Negotiations for an enterprise agreement began in April but have continually stalled. Australia Post appealed to the Rudd government’s Fair Work Australia on three occasions to block a ballot for industrial action. When a vote was finally held on November 25, more than 9,000 workers out of the 11,500 who participated backed the industrial campaign.
Refinery workers locked out
Locked out BP Eagle Farm refinery workers in Brisbane, Queensland established a picket line outside the company’s nearby office on December 10. The 39 refinery maintenance workers are currently involved in negotiations for a new enterprise work agreement.
The Electrical Trades Union (ETU) claims that BP has demanded that the new agreement requires employees to work in temperatures of 35 degrees or more for 12 hours, with only two 20-minute rest breaks instead of the current three breaks.
Shortly after the picket line was established, a worker was injured by a shuttle bus driven by a contractor. According to an ETU spokesman, the driver deliberately swerved towards the picket. He said the picketing worker’s head “hit the windshield and then bounced off the driveway”. The man was transported to hospital suffering head wounds and suspected abdominal injuries.
Nurses protest staff cuts
More than 150 nurses marched in the NSW rural town of Lismore on December 10 to protest ongoing cuts to staff and working conditions at the Lismore Base Hospital by the North Coast Area Health Service (NCAHS). The nurses were cheered by building workers and residents as they made their way through the town in heatwave conditions.
Speakers at a 600-strong rally after the march said that job cuts, including the elimination of wards people, an X-ray transport person and the unit responsible for discharging patients, had impacted severely on nurses’ workloads and patient safety. The NSW state government’s under-funding of hospitals has not only resulted in staff cuts but prevented many hospitals securing vital medical supplies.

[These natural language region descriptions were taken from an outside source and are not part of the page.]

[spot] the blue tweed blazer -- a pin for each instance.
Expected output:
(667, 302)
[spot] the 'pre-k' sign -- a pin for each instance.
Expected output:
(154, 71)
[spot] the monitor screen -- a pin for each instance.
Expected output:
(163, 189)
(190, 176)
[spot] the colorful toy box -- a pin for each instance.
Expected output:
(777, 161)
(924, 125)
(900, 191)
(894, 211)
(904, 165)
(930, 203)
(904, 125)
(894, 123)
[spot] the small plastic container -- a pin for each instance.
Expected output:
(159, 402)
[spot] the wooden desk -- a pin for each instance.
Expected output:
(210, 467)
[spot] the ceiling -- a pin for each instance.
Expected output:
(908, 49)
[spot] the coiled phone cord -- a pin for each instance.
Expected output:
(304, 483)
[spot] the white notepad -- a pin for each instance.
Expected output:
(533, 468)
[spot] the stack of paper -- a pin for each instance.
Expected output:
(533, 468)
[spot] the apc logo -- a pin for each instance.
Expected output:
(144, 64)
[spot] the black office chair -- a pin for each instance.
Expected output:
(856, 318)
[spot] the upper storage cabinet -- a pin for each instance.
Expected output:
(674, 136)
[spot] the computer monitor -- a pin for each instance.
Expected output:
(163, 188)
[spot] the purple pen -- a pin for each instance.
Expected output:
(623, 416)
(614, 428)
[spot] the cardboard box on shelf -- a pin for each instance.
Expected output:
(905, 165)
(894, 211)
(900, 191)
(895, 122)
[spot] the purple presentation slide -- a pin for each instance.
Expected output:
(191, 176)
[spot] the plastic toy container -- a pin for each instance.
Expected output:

New Zealand supermarket workers protest low wages
Around 45 distribution workers employed by supermarket giant Foodstuffs protested on December 5 outside two Pak’n Save supermarkets and one New World supermarket in Christchurch. The action follows protests and strikes in September and November over Foodstuffs’ refusal to increase wages. The National Distribution Union (NDU), which has been in negotiations with the company for the past nine months, says Foodstuffs workers receive little more than the minimum wage of $NZ12.50 an hour ($US8.86).
A union spokesperson said the workers were also protesting the company’s refusal to pay over $5,000 in wages lost when 120 workers were suspended following a one-hour strike last month at Foodstuffs’ Christchurch distribution centre.

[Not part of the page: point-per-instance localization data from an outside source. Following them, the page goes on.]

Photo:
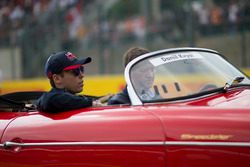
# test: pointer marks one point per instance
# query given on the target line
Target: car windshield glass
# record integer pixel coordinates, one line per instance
(180, 74)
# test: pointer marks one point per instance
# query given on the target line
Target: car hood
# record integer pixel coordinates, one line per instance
(235, 98)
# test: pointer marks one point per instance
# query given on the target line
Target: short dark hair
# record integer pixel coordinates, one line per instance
(132, 53)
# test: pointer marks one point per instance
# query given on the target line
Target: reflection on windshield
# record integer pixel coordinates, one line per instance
(180, 74)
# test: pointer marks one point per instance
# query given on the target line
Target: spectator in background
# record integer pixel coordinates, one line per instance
(216, 18)
(203, 17)
(1, 78)
(122, 97)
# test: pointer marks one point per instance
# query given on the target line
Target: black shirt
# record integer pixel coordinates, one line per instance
(57, 100)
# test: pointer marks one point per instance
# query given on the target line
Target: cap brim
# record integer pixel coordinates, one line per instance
(78, 63)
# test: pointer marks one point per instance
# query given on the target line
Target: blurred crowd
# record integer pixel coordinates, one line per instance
(15, 15)
(41, 26)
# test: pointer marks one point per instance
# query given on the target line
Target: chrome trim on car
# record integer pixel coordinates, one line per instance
(196, 143)
(11, 144)
(167, 143)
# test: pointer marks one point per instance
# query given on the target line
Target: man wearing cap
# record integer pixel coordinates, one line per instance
(66, 74)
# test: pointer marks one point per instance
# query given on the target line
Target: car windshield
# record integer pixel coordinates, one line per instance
(179, 74)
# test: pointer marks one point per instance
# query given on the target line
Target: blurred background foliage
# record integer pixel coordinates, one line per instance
(30, 30)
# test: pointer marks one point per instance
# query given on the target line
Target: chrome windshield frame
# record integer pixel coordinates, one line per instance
(135, 100)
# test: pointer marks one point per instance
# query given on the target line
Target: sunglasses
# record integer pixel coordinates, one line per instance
(77, 71)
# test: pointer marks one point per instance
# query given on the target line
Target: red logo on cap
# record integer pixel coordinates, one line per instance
(70, 56)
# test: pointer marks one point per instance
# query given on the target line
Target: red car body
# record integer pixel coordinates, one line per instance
(207, 130)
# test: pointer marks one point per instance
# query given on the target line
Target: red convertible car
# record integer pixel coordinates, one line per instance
(189, 108)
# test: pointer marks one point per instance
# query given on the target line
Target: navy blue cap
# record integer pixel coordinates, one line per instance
(57, 62)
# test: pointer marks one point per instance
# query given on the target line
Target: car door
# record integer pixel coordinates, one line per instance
(115, 136)
(205, 136)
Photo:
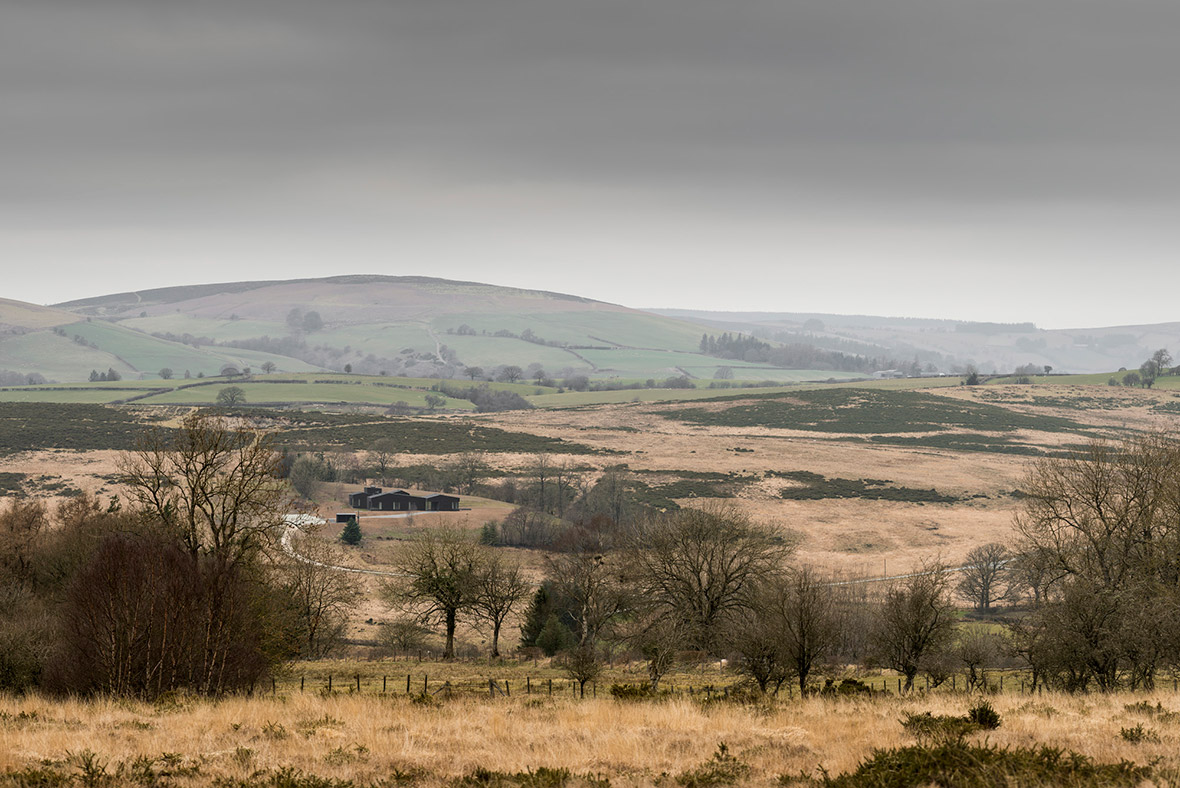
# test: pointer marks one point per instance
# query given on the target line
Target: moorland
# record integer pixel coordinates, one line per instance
(873, 490)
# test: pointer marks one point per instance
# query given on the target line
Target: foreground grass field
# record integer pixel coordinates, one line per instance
(398, 740)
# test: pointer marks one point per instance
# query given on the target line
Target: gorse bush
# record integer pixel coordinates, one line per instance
(541, 777)
(984, 716)
(722, 769)
(1138, 734)
(938, 729)
(965, 766)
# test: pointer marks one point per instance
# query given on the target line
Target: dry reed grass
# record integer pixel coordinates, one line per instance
(366, 739)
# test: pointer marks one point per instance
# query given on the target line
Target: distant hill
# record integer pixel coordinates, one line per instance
(408, 326)
(943, 343)
(424, 327)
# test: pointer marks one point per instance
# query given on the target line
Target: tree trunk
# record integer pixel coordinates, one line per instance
(448, 652)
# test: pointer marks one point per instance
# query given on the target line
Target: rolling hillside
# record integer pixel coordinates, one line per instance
(387, 326)
(420, 327)
(990, 347)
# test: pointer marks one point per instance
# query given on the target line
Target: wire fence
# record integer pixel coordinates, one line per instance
(424, 684)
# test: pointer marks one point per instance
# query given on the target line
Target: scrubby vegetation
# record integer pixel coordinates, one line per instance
(38, 425)
(814, 486)
(864, 412)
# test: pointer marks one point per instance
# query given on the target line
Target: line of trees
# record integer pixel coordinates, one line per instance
(1095, 572)
(177, 588)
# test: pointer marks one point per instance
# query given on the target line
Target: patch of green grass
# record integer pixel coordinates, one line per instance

Foodstuffs, one of New Zealand’s two major supermarket companies, posted a record $227 million profit in February, up from $222 million the previous year. Food prices have risen by 12.1 percent over the past two years.
Solomon Islands: Palm oil workers strike
Members of the Solomon Islands National Union of Workers (SINUW) at Guadalcanal Plains Palm Oil Limited have been on strike since December 8 over the company’s refusal to recognise the union. General manager Harry Brock said the company would only recognise the Guadalcanal Plains Palm Oil Workers Association (GPPOWA), which represents 60 percent of the workforce. Brock claimed the strike by SINUW members was “unlawful”.